International Business Times (New York City, March 12) -- March Madness kicks off this Sunday when the sages of the NCAA announce the lineups and seeds for the college basketball championship tournament. The science of March Madness brackets isn’t necessarily an arcane mess of equations. Sheldon Jacobson, a computer scientist at Illinois, thinks that you don’t even really need to comb through a team’s statistics and performance in the regular season to fill out your bracket. He prefers to look at the way the teams are seeded and thereby calculating their odds of advancing.

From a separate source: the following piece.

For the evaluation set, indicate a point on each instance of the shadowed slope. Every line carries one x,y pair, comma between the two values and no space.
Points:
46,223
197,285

Related story: Bleacher Report (March 17) -- In a video feature, Professor Sheldon Jacobson, a statistician at the University of Illinois, uses 29 years of statistical bracket data to break down, analyze and predict the outcome of March Madness. In this first story, he talks about the Midwest Regional bracket. Jacobson also lent his insights to the West, South, and East regional matchups.
The State Journal-Register (Springfield, Ill., March 19) -- Sheldon Jacobson, a U. of I. professor of computer science, is a college basketball fan and has found a way to combine his love of sports and numbers. He developed a formula incorporating the past 29 years of the NCAA tournament to predict which seeds will advance. By taking the focus from teams, he aims to avoid the normal bias that get in the way of fans filling out brackets.